The marvelous chutzpah of Le Guin, to finish her career by writing a novel celebrating piety for an audience teeming with libertarian tech bros and lefty utopians! My delight in Lavinia grows and grows.

And having just got as far as Book VII in rereading the Aeneid, I'm staggered by a) how faithful she is to Virgil and b) how faithful she is to Ursula Le Guin. Her conversation with Virgil is a conversation between equals. 

The model of the book, maybe, is the intimate conversations in the sacred grove between Lavinia and the sending of Virgil: a girl speaking on equal terms with the incarnate Western Tradition. Just a conversation, between a girl and a dying poet. 

Le Guin is aware, no one better, that he is dying, and that we need to bring his lares and penates to a new shore.
"But what is piety?" asked Aeneas.
That brought a thoughtful silence.


Thursday, August 29, 2024

Voices Behind

It's just going to be a longer journey than you thought, that's all. Soberly watch the omens, make all the due sacrifices, know that you're paying debts incurred by the jealous spouse of God. Make mistakes: of course. But when the messenger speaks clearly, do what he says.

What else is there to say?

Well, this, of course. If you're not founding Rome all you're doing is ricocheting around the Mediterranean causing trouble. Do you know what Rome will be? Of course not. Then how do you know what the hell you're founding? You don't. (Okay. Class dismissed. That didn't take long.)

What we keep coming back to is that if we are to be something more than we are, we don't know ahead of time what we are becoming. We aspire to be better, but one of the things we aspire to be better at is knowing what "better" is. If we already knew, we'd be done. 

There's this caul of falsehood over my face. The wrongness that comes between me and the world. The doctrine of original sin has been in great disfavor all my life: but it was a hell of a lot better than the doctrine of original worthlessness that has replaced it. If you're not uniquely worthwhile now, always already, you will never be worthwhile. You or anyone else. Asking the question creates the answer, and the answer will always be "no." 

Bah. Enough of this. This is all trampled ground in late summer: the dust rises from our feet. Stop being stupid. Use the brains God gave you, boy. 

The wind blowing snow off the mountain top; the little tarn, voices behind.

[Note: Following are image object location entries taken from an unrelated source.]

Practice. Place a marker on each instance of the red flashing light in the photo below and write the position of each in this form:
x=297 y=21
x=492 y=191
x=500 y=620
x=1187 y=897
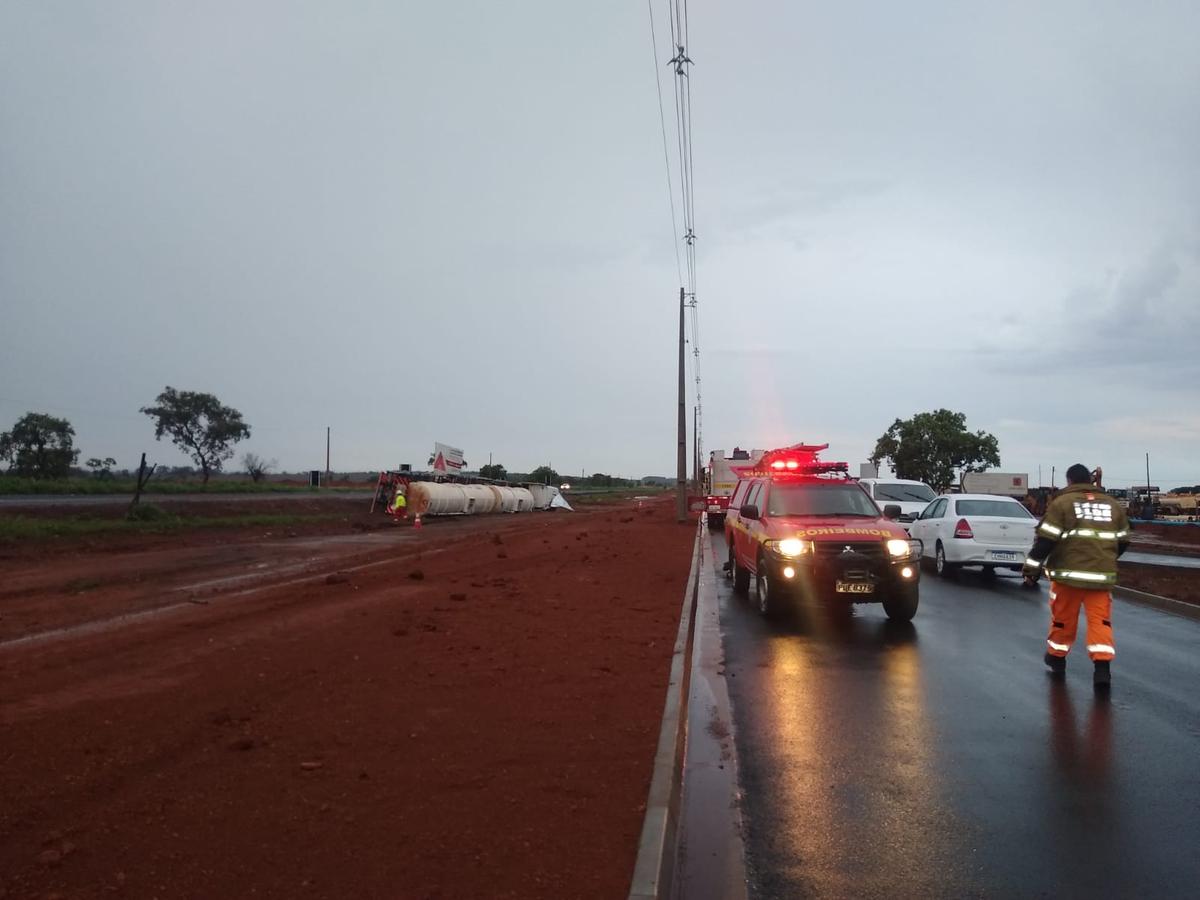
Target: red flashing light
x=799 y=460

Wednesday, August 14, 2024

The Sightseeing Seniors of Cedarwood

A half moon low in the south: why so low? I don't think I've ever understood quite why the moon wanders so far from the ecliptic. Or does it? Maybe I'm just not minding the swings of the ecliptic. But sometimes the moon is high, way high, and sometimes low. As tonight. Mid-August, not particularly close to a solstice; it seems like the moon should be riding a middle way, not tangled in the trees of the flats south of Burnside. I'll have to look it up. But not now.

Now: that rounded chip caught in the trees, ivory-yellow. Diana. Σελήνη. Me he quedado mirando a la luna, a través de las finas acacias. And yet.

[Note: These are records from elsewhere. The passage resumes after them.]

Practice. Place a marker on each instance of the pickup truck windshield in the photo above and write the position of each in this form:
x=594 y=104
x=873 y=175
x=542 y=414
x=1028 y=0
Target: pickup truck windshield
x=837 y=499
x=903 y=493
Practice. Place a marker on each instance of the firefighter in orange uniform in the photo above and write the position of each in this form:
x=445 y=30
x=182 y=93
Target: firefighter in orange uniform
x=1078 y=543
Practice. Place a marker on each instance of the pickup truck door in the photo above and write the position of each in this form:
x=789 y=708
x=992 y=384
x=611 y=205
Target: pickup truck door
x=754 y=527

Feeling age pull at me, feeling the waste of my strength. I'm exercising a little again, going for little walks. Still feeling fragile, easily irritated, easily tired. What troubles me most, of course, is not having a lingering illness: it's discovering that the reason I haven't had a lingering illness before now is not that I'm a special person, who just doesn't put up with that sort of thing: it's that up till now I've had a nice run of dumb luck. in point of fact I'm just a regular person like other regular people. 

In Searoad an Important Man from Salem comes to a little Oregon beach town and takes a room at a hotel that has been mostly booked up by -- according to the side of their bus -- "The Sightseeing Seniors of Cedarwood: A Christian Community." He views them benevolently, but as the weekend progresses and people in town repeatedly assume he's one of them ("Your party is on the patio, sir") he gets less and less happy about them. Le Guin didn't go in for humor much, but it's deftly done.